Reverse transcriptase-polymerase chain reaction (RT-PCR) analysis of cyclin (A2, B, D1, and E), liver-enriched transcription factor (HNF-1α, HNF-1β, HNF-3β, HNF-4α, C/EBP-α, and C/EBP-β, and oncogene (p53, c-myc, N-ras, gankyrin, and β-catenin) transcripts in normal (N) and hyperplastic liver overexpressing either zfMcl-1a (Tm) or zfBFLP1 (Tb) in 5 days postfertilization (dpf) zebrafish larvae. A: Up-regulation of zebrafish cyclin A2, D1, and E was observed in zfMcl-1a-expressing hyperplastic liver, and up-regulation of A2, B, D1, and E was observed in zfBFLP1-expressing hyperplastic liver, whereas only cyclin E mRNA was detected in normal liver. B: Up-regulation of zebrafish HNF-1α, HNF-1β, HNF-3β, HNF-4α, and C/EBP-β was observed in zfMcl-1a- and zfBFLP1-expressing hyperplastic livers, whereas down-regulation of C/EBP-β mRNA was detected in zfMcl-1a-expressing hyperplastic liver. C: Up-regulation of zebrafish p53, c-myc, N-ras, gankyrin, and β-catenin was observed in either zfBFLP1 or zfMcl-1a-expressing hyperplastic liver, whereas up-regulation of p53 mRNA detected in zfMcl-1a-expressing hyperplastic liver was not significant; β-actin was used as an internal positive control. zfMcl-1a (A, lane 3) and zfBFLP1 (A, lane 5) mRNA showed very strong expression in 5 dpf hyperplastic liver, whereas very faint expression of zfMcl-1a mRNA (A, lane 2) and a trace expression of zfBFLP1 mRNA (A, lane 4) were found in normal liver.

zfBLP1 overexpression promotes DNA synthesis in the hyperplastic liver.
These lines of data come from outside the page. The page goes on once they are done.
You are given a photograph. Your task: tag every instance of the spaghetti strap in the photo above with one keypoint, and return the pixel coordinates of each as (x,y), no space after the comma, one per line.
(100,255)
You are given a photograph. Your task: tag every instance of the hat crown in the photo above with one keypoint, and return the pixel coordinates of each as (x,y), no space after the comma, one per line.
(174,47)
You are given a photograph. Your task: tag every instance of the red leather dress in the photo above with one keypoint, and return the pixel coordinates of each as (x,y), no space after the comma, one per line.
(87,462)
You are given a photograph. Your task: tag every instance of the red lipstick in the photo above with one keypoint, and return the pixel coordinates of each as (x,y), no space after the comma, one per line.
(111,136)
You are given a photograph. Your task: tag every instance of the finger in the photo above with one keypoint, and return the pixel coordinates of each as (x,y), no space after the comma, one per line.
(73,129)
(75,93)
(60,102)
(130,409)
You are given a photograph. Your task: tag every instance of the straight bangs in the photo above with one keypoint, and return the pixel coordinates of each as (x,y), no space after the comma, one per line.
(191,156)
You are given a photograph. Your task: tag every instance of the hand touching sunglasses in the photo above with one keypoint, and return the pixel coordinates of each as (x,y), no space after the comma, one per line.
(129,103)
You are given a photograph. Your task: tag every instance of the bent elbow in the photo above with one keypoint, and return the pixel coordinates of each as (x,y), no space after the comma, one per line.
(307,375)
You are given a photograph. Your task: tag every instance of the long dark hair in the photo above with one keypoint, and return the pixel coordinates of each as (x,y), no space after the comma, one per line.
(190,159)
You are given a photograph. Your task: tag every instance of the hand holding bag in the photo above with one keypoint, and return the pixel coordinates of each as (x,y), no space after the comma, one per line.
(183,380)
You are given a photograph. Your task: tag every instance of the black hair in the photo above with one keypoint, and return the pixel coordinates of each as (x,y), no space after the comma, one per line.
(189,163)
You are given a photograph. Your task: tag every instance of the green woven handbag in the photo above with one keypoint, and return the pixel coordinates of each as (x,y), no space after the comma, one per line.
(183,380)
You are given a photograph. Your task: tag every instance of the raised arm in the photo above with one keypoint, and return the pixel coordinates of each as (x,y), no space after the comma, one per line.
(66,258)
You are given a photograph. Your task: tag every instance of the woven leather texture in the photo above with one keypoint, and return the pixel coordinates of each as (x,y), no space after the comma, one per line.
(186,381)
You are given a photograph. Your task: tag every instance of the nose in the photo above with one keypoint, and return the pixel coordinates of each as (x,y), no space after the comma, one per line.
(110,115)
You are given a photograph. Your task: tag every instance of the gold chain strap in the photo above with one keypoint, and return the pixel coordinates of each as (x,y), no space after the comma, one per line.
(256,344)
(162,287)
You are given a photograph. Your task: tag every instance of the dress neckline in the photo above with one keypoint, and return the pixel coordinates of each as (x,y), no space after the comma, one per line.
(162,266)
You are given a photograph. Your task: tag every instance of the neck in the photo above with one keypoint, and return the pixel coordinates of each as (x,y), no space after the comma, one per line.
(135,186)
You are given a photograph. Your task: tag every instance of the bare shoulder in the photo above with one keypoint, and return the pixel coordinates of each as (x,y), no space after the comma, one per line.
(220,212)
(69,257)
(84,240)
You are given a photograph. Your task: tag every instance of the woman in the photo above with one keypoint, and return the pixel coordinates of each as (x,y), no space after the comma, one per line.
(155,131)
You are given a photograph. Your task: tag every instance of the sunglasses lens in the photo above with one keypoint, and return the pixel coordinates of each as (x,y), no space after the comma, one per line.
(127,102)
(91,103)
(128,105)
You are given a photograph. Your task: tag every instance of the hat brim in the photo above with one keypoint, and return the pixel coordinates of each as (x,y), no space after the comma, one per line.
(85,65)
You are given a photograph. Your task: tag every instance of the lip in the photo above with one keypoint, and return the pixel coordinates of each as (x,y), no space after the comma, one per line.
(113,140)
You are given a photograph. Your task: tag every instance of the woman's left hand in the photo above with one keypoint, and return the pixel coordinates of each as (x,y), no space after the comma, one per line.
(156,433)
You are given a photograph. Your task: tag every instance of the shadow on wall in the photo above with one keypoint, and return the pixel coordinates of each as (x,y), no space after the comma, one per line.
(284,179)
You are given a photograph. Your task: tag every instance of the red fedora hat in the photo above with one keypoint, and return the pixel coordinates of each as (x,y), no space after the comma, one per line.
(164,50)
A-F: BrdU (5-bromo-2' deoxyuridine) incorporation in normal liver (A-C) of 5 dpf wild-type zebrafish larvae and hyperplastic liver (D-F) of 5 days postfertilization (dpf) zebrafish larvae overexpressing zfBLP1. Comparison of the normal (A) and hyperplastic liver (D) of 5 dpf zebrafish larvae revealed an increased an increased number of cells undergoing DNA replication in the hyperplastic liver where zfBLP1 is overexpressed (E,F). G: For quantification of BrdU-labeled cells, immunofluorescent staining with anti-BrdU monoclonal antibody for hepatocyte that had undergone DNA synthesis, all cells were counterstained with GFP fluorescence to allow quantification of the total number of cells in the same microscopic field.
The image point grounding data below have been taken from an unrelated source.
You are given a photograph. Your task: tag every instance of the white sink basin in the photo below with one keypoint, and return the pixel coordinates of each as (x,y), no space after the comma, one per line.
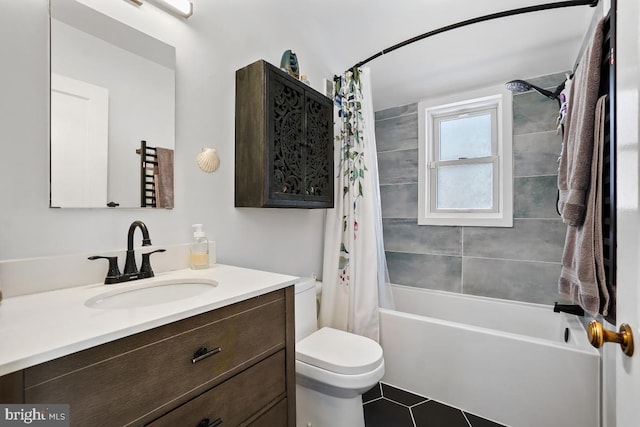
(146,294)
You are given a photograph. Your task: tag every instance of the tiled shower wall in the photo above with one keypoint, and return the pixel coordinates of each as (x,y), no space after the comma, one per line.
(520,263)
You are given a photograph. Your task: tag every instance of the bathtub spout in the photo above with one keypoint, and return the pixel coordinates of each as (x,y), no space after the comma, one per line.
(568,308)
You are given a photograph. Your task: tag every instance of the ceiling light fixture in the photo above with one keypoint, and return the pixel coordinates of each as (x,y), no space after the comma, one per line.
(183,8)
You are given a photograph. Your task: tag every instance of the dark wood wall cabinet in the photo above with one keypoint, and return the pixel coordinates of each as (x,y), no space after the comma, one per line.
(232,366)
(284,141)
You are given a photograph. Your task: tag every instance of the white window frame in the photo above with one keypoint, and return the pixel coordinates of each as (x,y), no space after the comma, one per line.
(495,98)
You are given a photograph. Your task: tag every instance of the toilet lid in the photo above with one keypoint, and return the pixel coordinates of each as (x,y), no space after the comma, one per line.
(339,351)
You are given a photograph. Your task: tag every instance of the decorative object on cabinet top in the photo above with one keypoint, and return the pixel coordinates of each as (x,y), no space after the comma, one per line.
(289,63)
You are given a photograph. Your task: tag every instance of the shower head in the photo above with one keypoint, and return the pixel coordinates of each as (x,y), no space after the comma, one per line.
(522,86)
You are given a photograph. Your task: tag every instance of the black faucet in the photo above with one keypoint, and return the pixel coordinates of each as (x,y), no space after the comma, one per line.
(568,308)
(130,268)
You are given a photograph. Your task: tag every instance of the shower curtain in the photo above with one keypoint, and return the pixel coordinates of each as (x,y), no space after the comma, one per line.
(355,276)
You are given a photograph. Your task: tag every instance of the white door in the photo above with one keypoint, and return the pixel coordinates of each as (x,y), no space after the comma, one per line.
(79,138)
(628,233)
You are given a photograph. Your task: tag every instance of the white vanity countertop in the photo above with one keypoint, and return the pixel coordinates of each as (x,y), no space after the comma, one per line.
(40,327)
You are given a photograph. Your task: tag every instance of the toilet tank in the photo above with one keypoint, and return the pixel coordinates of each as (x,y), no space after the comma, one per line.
(305,308)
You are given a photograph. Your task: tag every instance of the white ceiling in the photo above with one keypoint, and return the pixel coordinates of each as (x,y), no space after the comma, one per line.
(483,54)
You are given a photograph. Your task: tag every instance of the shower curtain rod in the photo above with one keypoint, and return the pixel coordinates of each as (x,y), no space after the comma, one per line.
(546,6)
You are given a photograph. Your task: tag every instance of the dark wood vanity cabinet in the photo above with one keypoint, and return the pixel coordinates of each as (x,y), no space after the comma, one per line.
(246,375)
(284,141)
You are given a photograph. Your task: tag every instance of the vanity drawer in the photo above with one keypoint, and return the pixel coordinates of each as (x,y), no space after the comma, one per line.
(135,379)
(274,417)
(235,400)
zfBLP1 overexpression promotes programmed cell death in the hyperplastic liver. A,B: Detection of apoptotic cells in normal liver (A) of 5 days postfertilization (dpf) wild-type zebrafish larvae and hyperplastic liver (B) of 5 dpf zebrafish larvae overexpressing zfBLP1 by the terminal deoxynucleotidyl transferase-mediated deoxyuridine triphosphate nick end-labeling (TUNEL) assay. C,D: Comparison of the normal (C) and hyperplastic liver (D) of 5 dpf zebrafish larvae revealed an increased level of cell death in the expanded lobe of the hyperplastic liver where zfBLP1 is overexpressed.